张昭铭坐在硕大的龙椅上,身体微微前倾,像是在仔细的听着,但实际上,他的心思却早已经飞到了九霄云外,这皇帝,千秋万代,无数人想要做得这个皇帝,现在对他来说只有无穷的压力,却丝毫没有感受到快乐,所以,他忽然的,又回想起当年来,那个如梦如幻的时候,时间过去这么久了,他甚至已经不清楚那究竟是真?是幻?
时间到回到三十年前,不对,应该是快速前进几百年,到达21世纪……
拖着辛苦了十二个小时的疲惫不堪的身子回到了自己不足十平米的小屋,张昭铭累得瘫倒在床上,真他娘的累啊,心里只有这样一个念头,整个人陷入了木讷的状态之中,也许这也算是一种放松身心的方法吧。
“真他x的把人不当人使,人家都是八小时工作制,就我们得工作十二个小时,老子x你祖宗!”躺了片刻,恢复了一些精神之后,张昭铭依照惯例对老板进行了一系列的单方面“对话”,包括愿意帮忙找一些女性荷尔蒙分泌过剩的男人与其发生某种不正当关系以及自己不嫌弃他的女性家人丑陋而愿意对其进行“关怀”的人道主义精神。

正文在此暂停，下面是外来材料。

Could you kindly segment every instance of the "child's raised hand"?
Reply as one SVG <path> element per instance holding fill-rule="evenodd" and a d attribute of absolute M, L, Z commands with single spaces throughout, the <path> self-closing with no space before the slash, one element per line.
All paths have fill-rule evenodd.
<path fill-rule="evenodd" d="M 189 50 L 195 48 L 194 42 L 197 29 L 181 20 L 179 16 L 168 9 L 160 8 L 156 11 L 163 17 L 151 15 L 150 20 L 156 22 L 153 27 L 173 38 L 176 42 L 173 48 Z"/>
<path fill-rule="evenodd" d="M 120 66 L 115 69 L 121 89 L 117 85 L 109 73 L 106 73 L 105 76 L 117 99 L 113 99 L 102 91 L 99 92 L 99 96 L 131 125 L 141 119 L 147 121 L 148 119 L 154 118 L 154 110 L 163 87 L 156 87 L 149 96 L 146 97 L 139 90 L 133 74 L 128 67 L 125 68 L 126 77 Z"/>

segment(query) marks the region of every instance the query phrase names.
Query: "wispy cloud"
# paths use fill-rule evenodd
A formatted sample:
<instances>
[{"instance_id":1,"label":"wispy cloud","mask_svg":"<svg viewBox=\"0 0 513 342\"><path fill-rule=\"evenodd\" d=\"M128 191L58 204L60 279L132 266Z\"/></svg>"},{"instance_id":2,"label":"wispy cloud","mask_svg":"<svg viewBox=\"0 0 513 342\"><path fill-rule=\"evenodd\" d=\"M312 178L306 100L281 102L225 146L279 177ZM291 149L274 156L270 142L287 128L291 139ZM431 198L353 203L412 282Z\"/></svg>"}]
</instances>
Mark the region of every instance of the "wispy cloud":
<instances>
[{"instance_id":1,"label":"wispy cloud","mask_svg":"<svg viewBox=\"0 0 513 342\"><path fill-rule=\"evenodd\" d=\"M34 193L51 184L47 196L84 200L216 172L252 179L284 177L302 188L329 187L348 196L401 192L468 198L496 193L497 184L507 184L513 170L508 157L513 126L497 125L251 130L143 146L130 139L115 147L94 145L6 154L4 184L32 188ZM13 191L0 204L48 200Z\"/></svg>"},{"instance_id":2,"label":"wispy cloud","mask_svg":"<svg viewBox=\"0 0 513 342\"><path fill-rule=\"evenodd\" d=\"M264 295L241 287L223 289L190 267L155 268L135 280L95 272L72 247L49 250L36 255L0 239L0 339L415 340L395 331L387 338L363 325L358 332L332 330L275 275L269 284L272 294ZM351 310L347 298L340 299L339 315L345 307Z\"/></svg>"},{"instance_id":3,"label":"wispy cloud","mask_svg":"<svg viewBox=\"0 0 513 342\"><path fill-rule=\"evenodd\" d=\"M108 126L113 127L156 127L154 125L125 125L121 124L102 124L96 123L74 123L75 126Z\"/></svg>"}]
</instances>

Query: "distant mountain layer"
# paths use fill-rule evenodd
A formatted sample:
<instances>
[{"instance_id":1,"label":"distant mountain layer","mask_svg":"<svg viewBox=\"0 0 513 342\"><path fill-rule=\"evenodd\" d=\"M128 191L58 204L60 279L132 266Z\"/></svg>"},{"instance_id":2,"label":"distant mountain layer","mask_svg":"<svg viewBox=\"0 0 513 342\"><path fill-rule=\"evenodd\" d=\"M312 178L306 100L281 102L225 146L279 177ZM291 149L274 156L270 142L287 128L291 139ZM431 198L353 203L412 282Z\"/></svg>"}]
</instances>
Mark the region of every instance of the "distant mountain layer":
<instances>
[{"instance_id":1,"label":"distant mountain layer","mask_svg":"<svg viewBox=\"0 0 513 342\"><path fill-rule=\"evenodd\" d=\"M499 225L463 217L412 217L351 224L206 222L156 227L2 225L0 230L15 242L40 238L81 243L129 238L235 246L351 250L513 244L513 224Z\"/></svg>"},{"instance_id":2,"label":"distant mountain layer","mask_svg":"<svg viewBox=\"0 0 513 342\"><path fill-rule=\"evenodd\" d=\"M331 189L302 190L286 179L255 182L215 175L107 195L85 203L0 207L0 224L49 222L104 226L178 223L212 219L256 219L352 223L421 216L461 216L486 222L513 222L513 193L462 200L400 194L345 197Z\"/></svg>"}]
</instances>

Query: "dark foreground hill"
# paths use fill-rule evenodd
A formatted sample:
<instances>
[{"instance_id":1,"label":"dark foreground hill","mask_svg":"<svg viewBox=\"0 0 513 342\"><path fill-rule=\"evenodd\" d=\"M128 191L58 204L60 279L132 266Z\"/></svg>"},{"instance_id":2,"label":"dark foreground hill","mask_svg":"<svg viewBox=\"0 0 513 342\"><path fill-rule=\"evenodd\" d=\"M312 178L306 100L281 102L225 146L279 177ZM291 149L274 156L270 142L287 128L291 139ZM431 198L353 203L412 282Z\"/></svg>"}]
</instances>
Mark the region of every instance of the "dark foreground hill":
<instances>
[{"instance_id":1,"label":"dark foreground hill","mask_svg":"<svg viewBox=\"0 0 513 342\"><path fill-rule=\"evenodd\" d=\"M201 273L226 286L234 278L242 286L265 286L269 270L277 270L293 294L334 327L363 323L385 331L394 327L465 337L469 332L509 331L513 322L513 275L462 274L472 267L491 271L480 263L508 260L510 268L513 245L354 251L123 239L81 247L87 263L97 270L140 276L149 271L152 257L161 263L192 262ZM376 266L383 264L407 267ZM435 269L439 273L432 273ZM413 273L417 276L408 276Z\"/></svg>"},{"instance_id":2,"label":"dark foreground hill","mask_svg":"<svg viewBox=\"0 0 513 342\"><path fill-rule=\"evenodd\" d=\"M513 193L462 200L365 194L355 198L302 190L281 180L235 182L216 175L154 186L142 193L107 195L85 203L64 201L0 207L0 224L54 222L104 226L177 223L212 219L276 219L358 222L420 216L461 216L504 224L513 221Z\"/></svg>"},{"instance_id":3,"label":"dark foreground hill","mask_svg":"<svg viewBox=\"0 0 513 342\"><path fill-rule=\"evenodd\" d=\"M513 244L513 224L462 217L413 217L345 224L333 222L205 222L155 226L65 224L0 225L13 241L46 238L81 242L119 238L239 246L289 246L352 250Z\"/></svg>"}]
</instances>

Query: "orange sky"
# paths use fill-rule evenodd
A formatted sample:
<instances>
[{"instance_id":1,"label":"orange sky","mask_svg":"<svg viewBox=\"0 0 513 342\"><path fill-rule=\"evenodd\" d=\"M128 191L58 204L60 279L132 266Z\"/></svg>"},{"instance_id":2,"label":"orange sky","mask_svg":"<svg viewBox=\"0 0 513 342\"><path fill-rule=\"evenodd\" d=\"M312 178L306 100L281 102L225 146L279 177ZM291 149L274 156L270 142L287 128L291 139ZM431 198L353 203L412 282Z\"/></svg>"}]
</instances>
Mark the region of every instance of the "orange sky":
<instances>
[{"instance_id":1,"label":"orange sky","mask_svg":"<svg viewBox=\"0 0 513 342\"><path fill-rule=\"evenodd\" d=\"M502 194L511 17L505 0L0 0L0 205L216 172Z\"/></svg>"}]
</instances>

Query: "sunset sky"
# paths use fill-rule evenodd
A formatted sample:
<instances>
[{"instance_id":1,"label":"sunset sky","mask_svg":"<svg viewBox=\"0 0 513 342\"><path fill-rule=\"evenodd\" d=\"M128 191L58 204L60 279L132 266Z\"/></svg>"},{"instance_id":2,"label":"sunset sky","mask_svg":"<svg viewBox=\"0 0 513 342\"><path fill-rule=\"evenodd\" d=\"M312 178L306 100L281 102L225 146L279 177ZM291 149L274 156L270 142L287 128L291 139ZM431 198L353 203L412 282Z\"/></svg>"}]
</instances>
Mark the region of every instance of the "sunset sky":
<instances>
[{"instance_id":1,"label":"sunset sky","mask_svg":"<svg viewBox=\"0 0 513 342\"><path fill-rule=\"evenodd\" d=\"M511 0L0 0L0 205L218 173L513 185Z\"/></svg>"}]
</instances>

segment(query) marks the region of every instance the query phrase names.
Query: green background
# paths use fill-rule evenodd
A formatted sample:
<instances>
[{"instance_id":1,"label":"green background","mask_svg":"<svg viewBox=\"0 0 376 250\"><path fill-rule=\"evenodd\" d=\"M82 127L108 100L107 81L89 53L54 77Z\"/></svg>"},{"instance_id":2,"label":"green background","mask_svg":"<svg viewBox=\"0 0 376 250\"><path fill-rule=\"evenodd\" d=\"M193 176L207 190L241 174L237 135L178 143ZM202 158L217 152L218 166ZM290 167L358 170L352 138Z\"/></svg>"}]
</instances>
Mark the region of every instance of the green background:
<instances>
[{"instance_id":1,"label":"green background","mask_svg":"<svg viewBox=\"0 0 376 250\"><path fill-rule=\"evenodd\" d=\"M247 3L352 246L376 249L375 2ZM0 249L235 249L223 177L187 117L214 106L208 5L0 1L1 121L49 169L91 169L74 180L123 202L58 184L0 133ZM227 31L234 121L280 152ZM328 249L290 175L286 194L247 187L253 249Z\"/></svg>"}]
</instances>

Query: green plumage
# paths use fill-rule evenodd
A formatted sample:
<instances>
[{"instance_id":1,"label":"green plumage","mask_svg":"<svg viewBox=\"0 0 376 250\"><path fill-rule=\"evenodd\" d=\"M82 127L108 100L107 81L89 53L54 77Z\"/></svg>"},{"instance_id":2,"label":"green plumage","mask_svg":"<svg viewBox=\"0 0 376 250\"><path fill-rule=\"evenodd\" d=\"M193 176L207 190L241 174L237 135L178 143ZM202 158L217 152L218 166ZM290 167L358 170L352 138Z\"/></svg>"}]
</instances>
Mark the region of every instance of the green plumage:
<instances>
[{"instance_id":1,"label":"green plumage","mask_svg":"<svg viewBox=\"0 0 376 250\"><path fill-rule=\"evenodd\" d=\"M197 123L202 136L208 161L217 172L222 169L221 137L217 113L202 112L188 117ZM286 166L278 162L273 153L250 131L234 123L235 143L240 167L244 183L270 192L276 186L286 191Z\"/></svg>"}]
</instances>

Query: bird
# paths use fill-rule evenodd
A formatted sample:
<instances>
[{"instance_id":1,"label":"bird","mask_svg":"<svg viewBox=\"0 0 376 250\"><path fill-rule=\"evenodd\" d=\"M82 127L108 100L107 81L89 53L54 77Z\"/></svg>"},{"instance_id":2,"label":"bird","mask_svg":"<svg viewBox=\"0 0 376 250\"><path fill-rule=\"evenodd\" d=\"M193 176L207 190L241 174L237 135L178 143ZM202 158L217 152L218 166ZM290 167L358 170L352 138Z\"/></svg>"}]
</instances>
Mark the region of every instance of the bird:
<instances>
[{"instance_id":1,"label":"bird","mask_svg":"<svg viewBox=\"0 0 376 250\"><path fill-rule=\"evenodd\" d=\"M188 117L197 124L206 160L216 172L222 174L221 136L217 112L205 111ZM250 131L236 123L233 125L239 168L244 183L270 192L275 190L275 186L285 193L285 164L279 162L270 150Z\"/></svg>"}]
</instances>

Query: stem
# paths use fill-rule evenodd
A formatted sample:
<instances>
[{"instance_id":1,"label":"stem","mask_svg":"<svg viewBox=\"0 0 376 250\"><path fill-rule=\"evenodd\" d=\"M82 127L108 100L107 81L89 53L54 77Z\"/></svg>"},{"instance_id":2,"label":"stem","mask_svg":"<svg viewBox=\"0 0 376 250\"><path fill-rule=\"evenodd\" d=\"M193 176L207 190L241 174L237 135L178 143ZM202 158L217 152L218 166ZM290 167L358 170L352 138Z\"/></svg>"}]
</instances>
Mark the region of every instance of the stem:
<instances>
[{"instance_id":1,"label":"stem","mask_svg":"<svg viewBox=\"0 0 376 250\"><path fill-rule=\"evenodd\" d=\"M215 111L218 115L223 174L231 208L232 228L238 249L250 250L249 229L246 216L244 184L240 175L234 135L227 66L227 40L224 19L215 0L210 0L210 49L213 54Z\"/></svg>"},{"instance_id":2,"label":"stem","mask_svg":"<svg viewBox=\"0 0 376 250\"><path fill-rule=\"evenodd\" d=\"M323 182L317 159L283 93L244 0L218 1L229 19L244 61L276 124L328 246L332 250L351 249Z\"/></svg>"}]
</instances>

但是埋怨归埋怨,也就是出出气罢了,自娱自乐,你骂得再厉害,人家也不会少一块肉,更何况他也只是敢在背后过过嘴瘾呢。
从床上爬起来,一边打开破旧的比起586好一点但是有限的电脑,一边啃了一口冰冷的馒头,这年头,钱不好赚呐,省点是点吧,他妈的,物价什么时候能降下来啊,老子快要断粮了!
网速慢的让人崩溃,但是没办法,一百多个人共享1m的带宽,不慢才见鬼呢,终于打开了网页,看看新闻吧,位卑未敢忘忧国,他虽然只是一个小小的公司职员,月收入不过一千多块,但是对于国家的大事小情,他还是十分关注的,尤其是物价…
网页一打开,弹出了无数窗口,一个个衣衫不整的女人映入眼帘,他不禁“义正严词”的骂了一句,“有本事就脱光了啊,出来卖的还玩犹抱琵琶半遮面呐,等老子有了钱,包下几十个你们这样的骚货,叫你们做什么就得做什么!哼哼…”无论是什么网站上面都是乱糟糟的一团,女人是必不可少的主题,尤其是不穿衣服的女人,这些无疑每次都让身为单身贵族的张昭铭火气大盛,因为他找不到地方泻火啊。除非找个鸡来,可是便宜的怕有病,贵的又叫不起,每次都只能把幸福掌握在自己的手里。
没什么可看的了,电脑关掉,简单的冲了个澡,上床,开电视,又是皇帝戏啊,拍了这么多,他们自己不累吗?可是皇帝真好啊,数不尽的钱,数不尽的女人,想做什么就能做什么,全天下老子第一,这样的日子,就算能过上几天也是好的啊,唉…重重的叹了一口气,关掉无聊的电视,还是睡觉吧,也许能做个皇帝梦…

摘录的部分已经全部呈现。